Ten years ago, 45-50 countries participated in the Damascus Fair—a high number, no doubt, compared to the mere 21 registered to attend this year’s event. This year’s participants – with firms from Armenia, Belgium, Bulgaria, Czech Republic, Denmark, Germany, Greece, Italy, Netherlands, Poland, Spain scheduled to attend – are less than the ones that registered for the first round, down from 27 in 1954 to 21 in 2017.
Authorities are bidding to market the event as a revival of Syria’s economy. They hope to stimulate commercial ties with the outside world and burnish the nation’s profile after being smeared day and night in the international media for human rights abuses and war crimes. Prominent absences from the event will include Saudi Arabia, France, Great Britain, Turkey and the United States.
It was at the Damascus International Fair where American corporations first brought television sets to Syria back in the 1950s, along with the famed Cinerama — a widescreen projection on a huge deeply curved screen—a novelty of the then motion picture industry.
The US was in direct competition with the Soviet Union back in 1954, which entered the Damascus fairgrounds with the largest pavilion, selling Soviet-made goods at slashed prices to win the hearts and minds of the Syrians at the height of the Cold War.
Attendance was high at the US stands, however, and relatively low at the Soviet one, despite the attractions and cut rates.

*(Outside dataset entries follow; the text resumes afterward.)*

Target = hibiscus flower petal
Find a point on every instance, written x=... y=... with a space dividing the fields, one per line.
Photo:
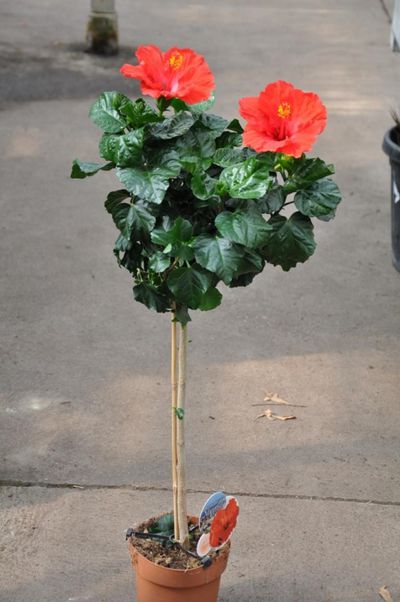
x=284 y=119
x=177 y=73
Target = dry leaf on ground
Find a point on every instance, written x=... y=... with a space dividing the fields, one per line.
x=271 y=416
x=275 y=398
x=385 y=594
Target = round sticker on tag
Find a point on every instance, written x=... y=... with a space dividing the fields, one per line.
x=215 y=502
x=203 y=545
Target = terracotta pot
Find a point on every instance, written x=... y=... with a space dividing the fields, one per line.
x=156 y=583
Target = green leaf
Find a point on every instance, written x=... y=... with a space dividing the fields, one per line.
x=230 y=139
x=234 y=126
x=218 y=255
x=139 y=221
x=172 y=127
x=203 y=186
x=180 y=231
x=138 y=113
x=199 y=107
x=243 y=279
x=159 y=262
x=319 y=200
x=214 y=123
x=188 y=285
x=115 y=198
x=150 y=296
x=122 y=150
x=210 y=299
x=105 y=112
x=251 y=262
x=272 y=201
x=247 y=228
x=81 y=169
x=305 y=172
x=195 y=149
x=179 y=105
x=247 y=180
x=151 y=184
x=225 y=157
x=291 y=242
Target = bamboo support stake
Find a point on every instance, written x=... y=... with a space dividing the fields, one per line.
x=174 y=390
x=181 y=465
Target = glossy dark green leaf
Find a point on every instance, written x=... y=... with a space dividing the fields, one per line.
x=123 y=150
x=171 y=127
x=188 y=285
x=138 y=113
x=151 y=297
x=273 y=200
x=242 y=280
x=305 y=172
x=203 y=186
x=247 y=228
x=195 y=149
x=235 y=126
x=115 y=198
x=228 y=138
x=214 y=123
x=82 y=169
x=159 y=262
x=218 y=255
x=105 y=112
x=148 y=184
x=251 y=262
x=247 y=180
x=226 y=156
x=199 y=107
x=179 y=231
x=210 y=299
x=291 y=242
x=139 y=221
x=319 y=200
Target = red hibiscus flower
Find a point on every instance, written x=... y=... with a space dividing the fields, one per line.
x=282 y=119
x=223 y=524
x=177 y=73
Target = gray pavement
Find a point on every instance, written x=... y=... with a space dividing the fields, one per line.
x=84 y=394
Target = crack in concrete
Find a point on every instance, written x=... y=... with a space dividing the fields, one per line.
x=386 y=11
x=143 y=488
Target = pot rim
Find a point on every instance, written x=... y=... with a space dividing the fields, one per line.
x=390 y=146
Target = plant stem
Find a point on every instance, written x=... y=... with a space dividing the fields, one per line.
x=181 y=463
x=174 y=389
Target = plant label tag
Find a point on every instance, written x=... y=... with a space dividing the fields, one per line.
x=215 y=502
x=217 y=529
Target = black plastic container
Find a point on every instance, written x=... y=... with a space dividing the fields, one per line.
x=391 y=146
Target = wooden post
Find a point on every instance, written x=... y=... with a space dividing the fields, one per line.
x=174 y=460
x=181 y=461
x=102 y=28
x=395 y=31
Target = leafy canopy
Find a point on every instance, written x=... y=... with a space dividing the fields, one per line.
x=196 y=208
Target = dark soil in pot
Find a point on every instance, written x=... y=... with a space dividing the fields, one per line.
x=170 y=556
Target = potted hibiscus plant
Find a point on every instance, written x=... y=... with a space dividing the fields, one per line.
x=204 y=204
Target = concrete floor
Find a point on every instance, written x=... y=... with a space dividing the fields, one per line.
x=84 y=393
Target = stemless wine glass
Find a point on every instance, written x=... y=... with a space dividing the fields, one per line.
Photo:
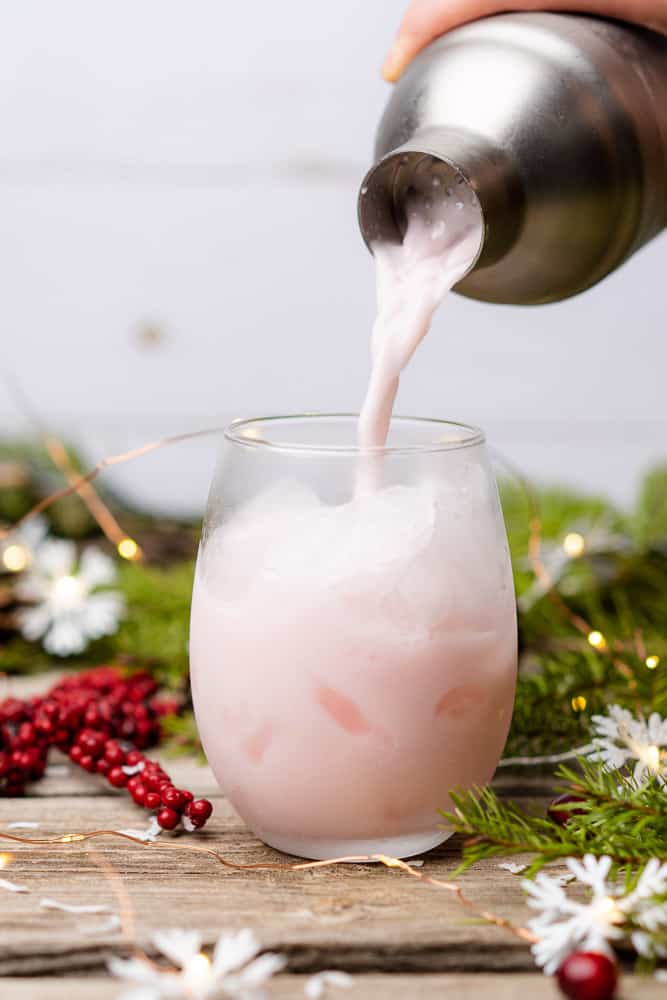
x=353 y=646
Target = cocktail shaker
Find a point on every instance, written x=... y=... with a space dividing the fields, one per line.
x=558 y=123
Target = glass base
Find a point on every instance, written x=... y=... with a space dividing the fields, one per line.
x=321 y=850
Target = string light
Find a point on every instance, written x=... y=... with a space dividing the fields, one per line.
x=651 y=757
x=597 y=640
x=128 y=549
x=15 y=558
x=197 y=974
x=609 y=911
x=574 y=544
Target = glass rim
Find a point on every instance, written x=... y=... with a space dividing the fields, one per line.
x=233 y=433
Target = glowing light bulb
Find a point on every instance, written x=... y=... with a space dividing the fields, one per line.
x=15 y=558
x=197 y=974
x=574 y=544
x=389 y=862
x=128 y=549
x=651 y=757
x=609 y=911
x=597 y=640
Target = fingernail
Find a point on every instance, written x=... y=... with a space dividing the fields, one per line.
x=397 y=59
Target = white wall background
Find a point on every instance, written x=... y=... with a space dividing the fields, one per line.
x=193 y=168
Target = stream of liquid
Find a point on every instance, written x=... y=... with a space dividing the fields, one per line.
x=441 y=242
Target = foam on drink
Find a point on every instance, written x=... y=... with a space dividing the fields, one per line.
x=352 y=663
x=442 y=239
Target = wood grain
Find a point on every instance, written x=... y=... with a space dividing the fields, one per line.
x=365 y=987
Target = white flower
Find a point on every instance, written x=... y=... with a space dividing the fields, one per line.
x=317 y=986
x=67 y=611
x=234 y=971
x=622 y=739
x=566 y=925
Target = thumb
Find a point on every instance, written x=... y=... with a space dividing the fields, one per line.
x=426 y=20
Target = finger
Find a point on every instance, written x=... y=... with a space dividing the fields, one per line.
x=428 y=19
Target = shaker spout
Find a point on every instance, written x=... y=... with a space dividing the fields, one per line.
x=557 y=123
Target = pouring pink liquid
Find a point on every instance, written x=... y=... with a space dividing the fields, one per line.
x=353 y=641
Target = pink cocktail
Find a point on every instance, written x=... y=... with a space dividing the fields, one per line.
x=353 y=653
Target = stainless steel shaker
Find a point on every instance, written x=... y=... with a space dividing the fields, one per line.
x=558 y=123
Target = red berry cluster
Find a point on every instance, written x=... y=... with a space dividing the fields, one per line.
x=102 y=719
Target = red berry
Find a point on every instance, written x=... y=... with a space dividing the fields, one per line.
x=87 y=762
x=44 y=726
x=113 y=753
x=26 y=734
x=167 y=818
x=173 y=798
x=139 y=793
x=117 y=777
x=563 y=816
x=588 y=975
x=199 y=809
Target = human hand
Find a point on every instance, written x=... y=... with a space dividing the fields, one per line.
x=427 y=19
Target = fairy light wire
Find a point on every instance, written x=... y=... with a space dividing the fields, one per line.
x=388 y=862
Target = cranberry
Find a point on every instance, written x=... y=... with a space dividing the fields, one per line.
x=113 y=753
x=172 y=797
x=117 y=777
x=152 y=800
x=26 y=734
x=588 y=975
x=200 y=809
x=139 y=793
x=167 y=818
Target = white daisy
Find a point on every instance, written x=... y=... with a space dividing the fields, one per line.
x=621 y=739
x=67 y=610
x=234 y=971
x=566 y=925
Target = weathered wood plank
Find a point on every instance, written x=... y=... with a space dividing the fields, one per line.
x=358 y=917
x=365 y=987
x=361 y=917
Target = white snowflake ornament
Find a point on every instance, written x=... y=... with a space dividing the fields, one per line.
x=565 y=925
x=234 y=971
x=67 y=610
x=621 y=739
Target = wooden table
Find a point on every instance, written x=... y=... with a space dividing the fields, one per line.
x=398 y=937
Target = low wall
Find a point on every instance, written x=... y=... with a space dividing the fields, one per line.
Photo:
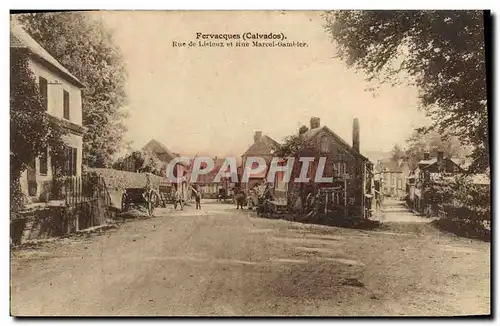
x=117 y=181
x=56 y=219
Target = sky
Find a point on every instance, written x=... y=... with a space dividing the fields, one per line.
x=210 y=100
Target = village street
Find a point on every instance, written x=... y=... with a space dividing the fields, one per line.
x=220 y=261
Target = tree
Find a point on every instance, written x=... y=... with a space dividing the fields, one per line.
x=31 y=130
x=85 y=47
x=441 y=51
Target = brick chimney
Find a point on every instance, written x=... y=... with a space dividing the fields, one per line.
x=315 y=122
x=355 y=134
x=440 y=156
x=257 y=136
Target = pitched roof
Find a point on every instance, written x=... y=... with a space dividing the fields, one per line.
x=262 y=147
x=312 y=133
x=22 y=40
x=390 y=164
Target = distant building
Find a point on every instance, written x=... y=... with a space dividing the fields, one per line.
x=61 y=94
x=263 y=146
x=429 y=170
x=352 y=173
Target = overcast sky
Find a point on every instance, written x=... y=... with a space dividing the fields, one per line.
x=211 y=100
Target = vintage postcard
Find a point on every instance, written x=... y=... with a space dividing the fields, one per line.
x=250 y=163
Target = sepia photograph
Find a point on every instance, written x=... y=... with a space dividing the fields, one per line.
x=271 y=163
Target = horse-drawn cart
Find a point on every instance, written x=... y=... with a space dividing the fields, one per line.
x=138 y=197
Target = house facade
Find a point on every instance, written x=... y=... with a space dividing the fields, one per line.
x=263 y=146
x=427 y=171
x=350 y=191
x=393 y=175
x=61 y=94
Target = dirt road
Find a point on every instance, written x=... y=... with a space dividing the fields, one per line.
x=220 y=261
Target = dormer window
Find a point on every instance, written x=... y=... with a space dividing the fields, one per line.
x=324 y=145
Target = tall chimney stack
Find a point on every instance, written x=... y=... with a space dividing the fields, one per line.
x=257 y=136
x=355 y=134
x=315 y=122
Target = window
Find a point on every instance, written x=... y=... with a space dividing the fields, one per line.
x=71 y=159
x=340 y=168
x=66 y=105
x=44 y=162
x=42 y=84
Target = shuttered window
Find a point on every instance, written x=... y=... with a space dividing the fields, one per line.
x=66 y=105
x=42 y=84
x=44 y=162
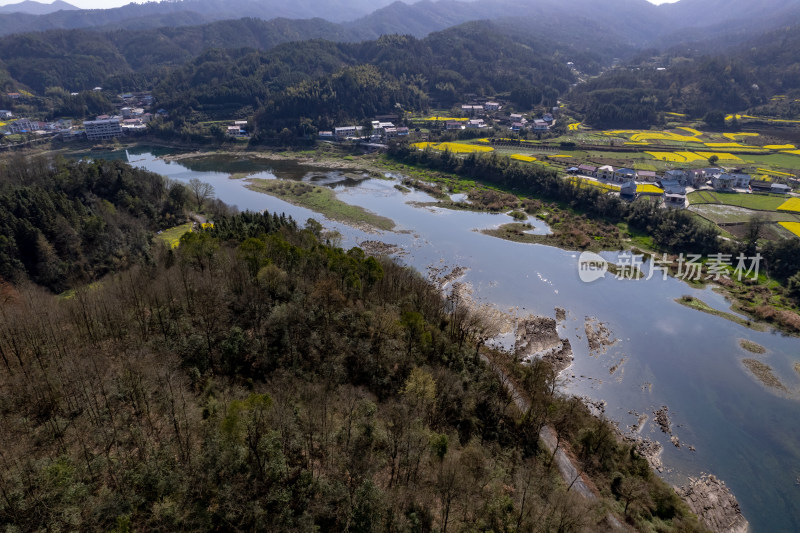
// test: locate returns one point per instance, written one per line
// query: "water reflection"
(666, 354)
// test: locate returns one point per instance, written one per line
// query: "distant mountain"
(182, 12)
(707, 13)
(40, 60)
(30, 7)
(630, 21)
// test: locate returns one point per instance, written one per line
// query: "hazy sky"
(98, 4)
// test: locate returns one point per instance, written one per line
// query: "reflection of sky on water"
(674, 356)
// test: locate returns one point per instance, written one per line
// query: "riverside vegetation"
(257, 378)
(775, 299)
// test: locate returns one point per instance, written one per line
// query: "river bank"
(672, 356)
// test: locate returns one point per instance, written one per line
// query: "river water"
(666, 354)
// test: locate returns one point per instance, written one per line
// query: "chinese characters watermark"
(687, 267)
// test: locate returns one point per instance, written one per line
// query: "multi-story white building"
(102, 130)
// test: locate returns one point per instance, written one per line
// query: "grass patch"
(700, 305)
(173, 236)
(570, 232)
(794, 227)
(792, 204)
(752, 347)
(757, 202)
(322, 200)
(764, 374)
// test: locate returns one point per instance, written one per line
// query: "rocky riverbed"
(714, 504)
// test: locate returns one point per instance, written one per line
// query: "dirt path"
(570, 473)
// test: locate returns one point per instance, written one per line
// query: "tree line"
(258, 378)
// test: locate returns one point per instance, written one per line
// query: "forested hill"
(81, 59)
(66, 223)
(760, 74)
(329, 83)
(178, 13)
(256, 379)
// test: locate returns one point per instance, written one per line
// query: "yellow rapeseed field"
(792, 204)
(647, 188)
(766, 170)
(696, 133)
(456, 148)
(794, 227)
(726, 145)
(663, 136)
(670, 157)
(584, 182)
(733, 136)
(459, 148)
(691, 157)
(723, 156)
(423, 145)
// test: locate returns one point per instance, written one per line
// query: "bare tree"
(201, 191)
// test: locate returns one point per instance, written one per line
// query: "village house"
(761, 186)
(347, 132)
(103, 129)
(741, 181)
(675, 200)
(696, 178)
(677, 175)
(625, 174)
(472, 110)
(587, 170)
(723, 182)
(22, 125)
(606, 172)
(672, 187)
(647, 175)
(628, 190)
(780, 188)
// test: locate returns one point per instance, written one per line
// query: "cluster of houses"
(675, 183)
(130, 119)
(238, 129)
(25, 125)
(490, 111)
(382, 128)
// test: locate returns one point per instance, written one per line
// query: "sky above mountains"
(104, 4)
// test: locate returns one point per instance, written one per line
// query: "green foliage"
(671, 230)
(68, 222)
(256, 379)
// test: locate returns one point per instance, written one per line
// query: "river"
(667, 354)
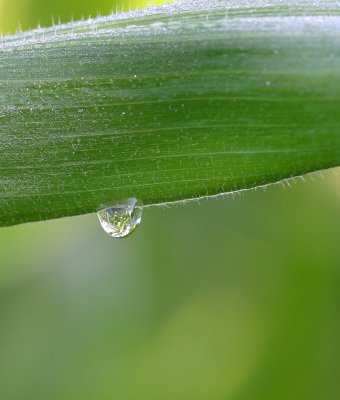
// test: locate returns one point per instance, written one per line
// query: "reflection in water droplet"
(122, 219)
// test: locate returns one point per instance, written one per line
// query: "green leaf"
(167, 104)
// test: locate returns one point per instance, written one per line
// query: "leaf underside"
(167, 104)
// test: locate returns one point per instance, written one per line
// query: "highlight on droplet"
(121, 219)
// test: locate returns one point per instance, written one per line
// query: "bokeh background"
(237, 298)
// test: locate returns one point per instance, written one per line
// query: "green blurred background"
(236, 298)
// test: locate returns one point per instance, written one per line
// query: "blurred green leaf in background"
(230, 299)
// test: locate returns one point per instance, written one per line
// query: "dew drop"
(122, 219)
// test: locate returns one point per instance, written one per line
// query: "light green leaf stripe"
(175, 102)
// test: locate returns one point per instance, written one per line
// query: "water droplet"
(122, 219)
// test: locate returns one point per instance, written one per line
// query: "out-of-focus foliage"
(18, 15)
(231, 299)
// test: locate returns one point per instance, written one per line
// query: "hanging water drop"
(121, 220)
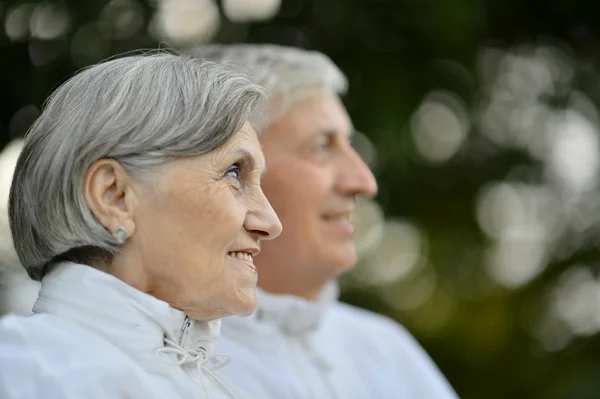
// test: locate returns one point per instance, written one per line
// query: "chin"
(343, 258)
(246, 304)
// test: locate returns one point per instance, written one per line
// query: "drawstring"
(200, 357)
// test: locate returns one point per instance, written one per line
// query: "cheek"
(297, 194)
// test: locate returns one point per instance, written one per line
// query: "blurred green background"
(480, 120)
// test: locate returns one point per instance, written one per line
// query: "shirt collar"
(290, 314)
(113, 309)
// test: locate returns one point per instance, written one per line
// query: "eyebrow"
(250, 159)
(333, 132)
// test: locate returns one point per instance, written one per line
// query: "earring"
(121, 234)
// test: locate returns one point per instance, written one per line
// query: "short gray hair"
(283, 71)
(141, 110)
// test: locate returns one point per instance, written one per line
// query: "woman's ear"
(108, 192)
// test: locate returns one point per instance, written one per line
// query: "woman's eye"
(323, 144)
(234, 172)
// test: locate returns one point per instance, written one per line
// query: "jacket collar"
(125, 316)
(288, 313)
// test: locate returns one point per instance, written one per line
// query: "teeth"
(241, 255)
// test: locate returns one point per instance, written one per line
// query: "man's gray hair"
(285, 72)
(141, 110)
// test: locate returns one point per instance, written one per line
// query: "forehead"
(244, 143)
(316, 113)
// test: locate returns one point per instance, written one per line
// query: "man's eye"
(234, 172)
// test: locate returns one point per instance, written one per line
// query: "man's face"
(313, 177)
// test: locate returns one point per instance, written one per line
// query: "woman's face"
(198, 224)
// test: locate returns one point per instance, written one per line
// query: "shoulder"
(390, 342)
(363, 320)
(54, 355)
(373, 327)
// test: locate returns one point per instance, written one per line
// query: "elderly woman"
(136, 201)
(301, 341)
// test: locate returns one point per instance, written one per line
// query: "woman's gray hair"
(141, 110)
(285, 72)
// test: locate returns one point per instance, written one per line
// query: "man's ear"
(108, 192)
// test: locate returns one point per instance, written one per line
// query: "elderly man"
(301, 342)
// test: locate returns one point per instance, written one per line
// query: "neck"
(309, 292)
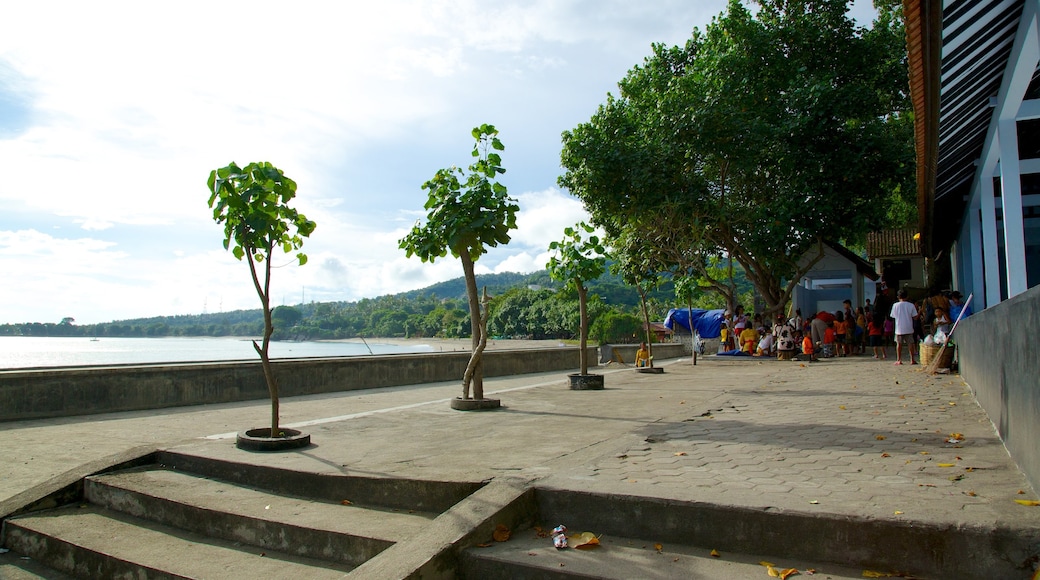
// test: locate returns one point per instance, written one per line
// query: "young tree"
(467, 212)
(574, 261)
(253, 205)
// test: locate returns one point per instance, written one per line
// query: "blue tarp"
(707, 322)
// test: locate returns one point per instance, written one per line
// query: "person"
(904, 313)
(918, 326)
(817, 326)
(888, 327)
(765, 345)
(784, 333)
(829, 340)
(957, 307)
(860, 334)
(807, 348)
(749, 340)
(739, 320)
(643, 356)
(941, 321)
(840, 334)
(875, 328)
(726, 338)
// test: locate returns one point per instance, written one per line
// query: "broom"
(934, 365)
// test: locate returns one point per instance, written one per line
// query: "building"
(976, 89)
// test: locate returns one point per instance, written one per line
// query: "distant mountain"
(496, 284)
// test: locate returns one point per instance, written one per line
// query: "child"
(941, 321)
(875, 330)
(807, 347)
(643, 356)
(840, 332)
(829, 341)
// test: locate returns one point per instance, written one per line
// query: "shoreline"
(451, 345)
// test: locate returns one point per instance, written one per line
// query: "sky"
(112, 114)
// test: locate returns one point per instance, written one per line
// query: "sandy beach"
(448, 345)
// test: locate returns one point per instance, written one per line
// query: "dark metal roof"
(977, 37)
(888, 243)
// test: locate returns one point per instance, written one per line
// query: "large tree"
(465, 216)
(763, 135)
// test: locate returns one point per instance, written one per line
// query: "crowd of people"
(898, 324)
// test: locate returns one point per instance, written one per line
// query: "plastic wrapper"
(560, 536)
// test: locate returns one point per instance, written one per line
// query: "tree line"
(524, 306)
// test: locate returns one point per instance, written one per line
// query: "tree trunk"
(582, 325)
(646, 321)
(476, 377)
(268, 328)
(474, 359)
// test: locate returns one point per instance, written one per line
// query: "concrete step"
(92, 542)
(17, 567)
(530, 555)
(834, 544)
(345, 533)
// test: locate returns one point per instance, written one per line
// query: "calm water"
(19, 352)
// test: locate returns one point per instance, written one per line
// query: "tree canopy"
(464, 217)
(764, 134)
(253, 205)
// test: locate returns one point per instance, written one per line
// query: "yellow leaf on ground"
(583, 541)
(501, 533)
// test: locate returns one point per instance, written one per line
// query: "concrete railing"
(997, 353)
(43, 393)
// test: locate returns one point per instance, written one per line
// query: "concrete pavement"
(841, 437)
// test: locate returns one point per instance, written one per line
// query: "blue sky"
(113, 113)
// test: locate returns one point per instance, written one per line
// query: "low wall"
(37, 394)
(627, 351)
(997, 353)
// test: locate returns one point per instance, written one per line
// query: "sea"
(26, 352)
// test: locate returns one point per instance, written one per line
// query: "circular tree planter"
(460, 403)
(651, 370)
(586, 381)
(260, 440)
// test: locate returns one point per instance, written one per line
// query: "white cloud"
(130, 105)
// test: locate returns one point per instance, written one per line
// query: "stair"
(531, 555)
(654, 537)
(221, 520)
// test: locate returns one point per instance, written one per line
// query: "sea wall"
(44, 393)
(997, 357)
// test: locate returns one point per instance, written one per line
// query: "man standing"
(956, 306)
(904, 312)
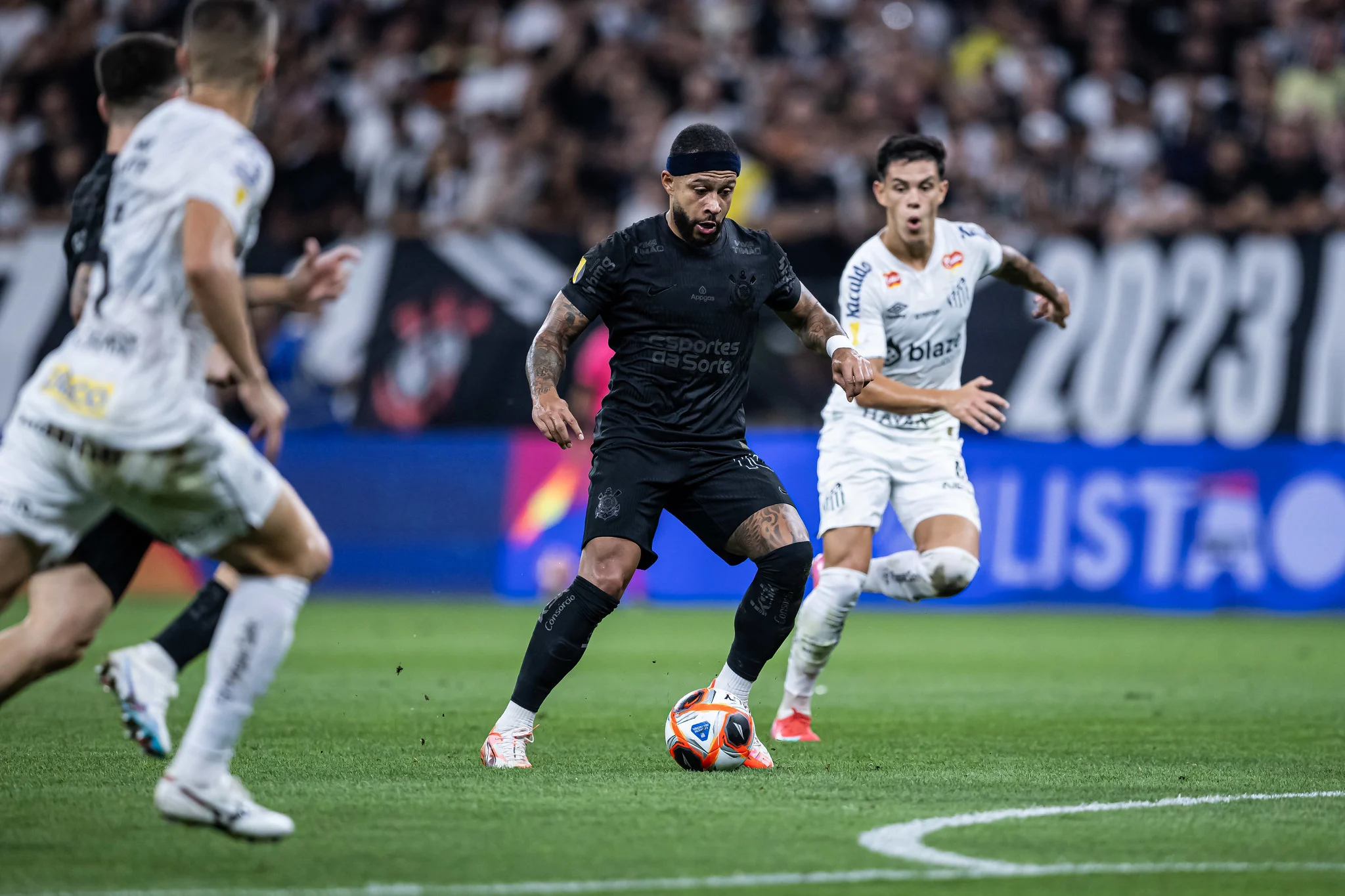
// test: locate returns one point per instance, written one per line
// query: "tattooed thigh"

This year, Russia will face no competition from the US or Western Europe, gracing the fairgrounds with its mega-pavilion and avalanche of goods, along with those of other participating allies like India, China, Cuba, Brazil and, of course, Iran and Iraq.
Syrian media has focused on the Chinese firms that will be present at the fair. Beijing’s last contribution came back in 2010 with 37 participating firms, higher than the total participation scheduled for this year’s event.
The Arab-Chinese Exchange Association dedicated a full day in Beijing to promote the fair in early August, sending out invitations and flyers to over 1,000 companies that might be interested in the reconstruction process.
Syrian officials have often repeated that they will give Chinese and Russian firms a “high priority” in the reconstruction process, due to their unwavering support, both militarily and at the UN Security Council, since 2012. The promotional day in Beijing was billed as the “First Project Matchmaking Fair for Syria’s Reconstruction” and was attended by China’s Asia Infrastructure Bank (AIIB).
“China is intending to invest US$2 billion in the creation of an industrial park in Syria that will initially bring together 150 Chinese companies,” said Qin Yong, the deputy chairman of the China-Arab Exchange Association. Before the Syria war started in 2011, China had invested billions in Syria’s oil and gas industry and hopes to get the lion’s share of energy-related reconstruction once the guns go silent.
A top diplomat in Damascus said that China will be the “biggest player” in the reconstruction process, “once a political settlement is reached.” China’s massive foreign currency reserves, estimated at more than US$3 trillion, and plans to splurge US$1 trillion on trade-promoting infrastructure in its global One Belt One Road initiative, will help to cover the expense of post-war reconstruction in Syria and solidify Beijing’s role in the region’s affairs.